Adjusted Line Yards take every carry by a running back and apply those percentages. (We don’t include carries by receivers, which are usually based on deception rather than straight blocking, or carries by quarterbacks, which are generally busted passing plays except in Atlanta.) Those numbers are then adjusted based on down, distance, and situation as well as opponent (similar to DVOA) and then normalized so that the league average for Adjusted Line Yards per carry is the same as the league average for RB yards per carry (in
2005, 4.07).
Runs are listed by the NFL in seven different directions: left/right end, left/right tackle, left/right guard, and middle. Further research showed no statistically significant difference between how well a team performed on runs listed middle, left guard, and right guard, so we also list runs separated into five different directions. Note that there may not be a statistically significant difference between right tackle and middle/guard either, but until we can research further (and for the sake of symmetry) we do still split out runs behind the right tackle separately.
The system is far from perfect. We don't know when a guard is pulling and when a guard is blocking straight ahead. We know that some runners are just inherently better going up the middle, and some are better going side to side, and we can't measure how much that impacts these numbers. We have no way of knowing the blocking contribution made by fullbacks, tight ends, or wide receivers.
Other numbers we use to measure the running game:
- 10+ Yards gives the percentage of the team's rushing yards that come from double-digit runs, past the first 10 yards of each run. So for a 15-yard run, five yards are counted; for an 80-yard run, 70 yards are counted. This number gives you an idea of how much of a team's running game was based on the breakaway speed of the running backs -- not to mention the opportunity provided by getting past the front seven with a lot of field in front of you. After all, you can only run 80 yards if you're on your own 20. This number is not adjusted in any way.

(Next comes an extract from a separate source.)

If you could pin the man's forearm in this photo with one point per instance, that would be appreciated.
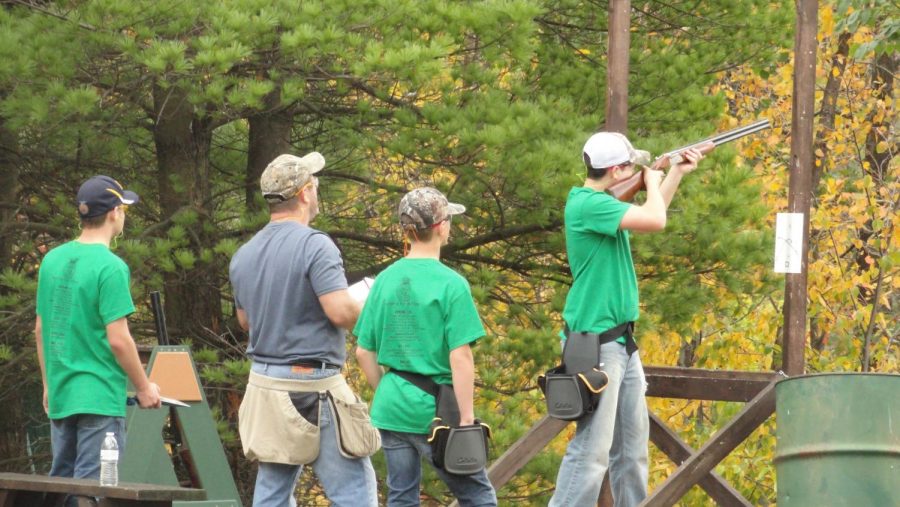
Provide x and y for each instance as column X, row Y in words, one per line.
column 670, row 185
column 368, row 363
column 462, row 366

- Power success measures the success of specific running plays rather than the distance. This number represents how often a running attempt on third or fourth down, with two yards or less to go, achieved a first down or touchdown. Since quarterback sneaks, unlike scrambles, are heavily dependent on the offensive line, this percentage does include runs by all players, not just running backs. This is the only stat given that includes quarterback runs. It is not adjusted based on game situation or opponent.
- Stuffed measures the percentage of runs that result in (on first down) zero or negative gain or (on second through fourth down) less than one-fourth the yards needed for another first down. Note that this is slightly different from the definition of "stuffed" used by STATS, Inc.
The stats section of our website also features drive
stats compiled by Jim Armstrong. These stats are computed from NFL Drive Charts
and are not adjusted for strength of schedule or situation. Take-a-knee drives
at the end of a half are discarded. Drive stats are generally self-explanatory, giving each team's total number
of drives as well as average yards per drive, points per drive, touchdowns per
drive, punts per drive, and turnovers per drive, interceptions per drive, and
fumbles lost per drive. LOS/Drive represents average starting field position
(line of scrimmage) per drive from the offensive point of view. Drive stats are
given for offense and defense, with NET representing simply offense minus
defense.
Our data may differ slightly from official NFL numbers due to discrepancies in different play-by-play reports. In addition, we've adjusted clock plays, with kneels no longer counting as rush attempts and spikes no longer counting as pass attempts. We also count most aborted snaps as passing plays, not rushing plays, unless the play-by-play specifies that the play was an aborted handoff.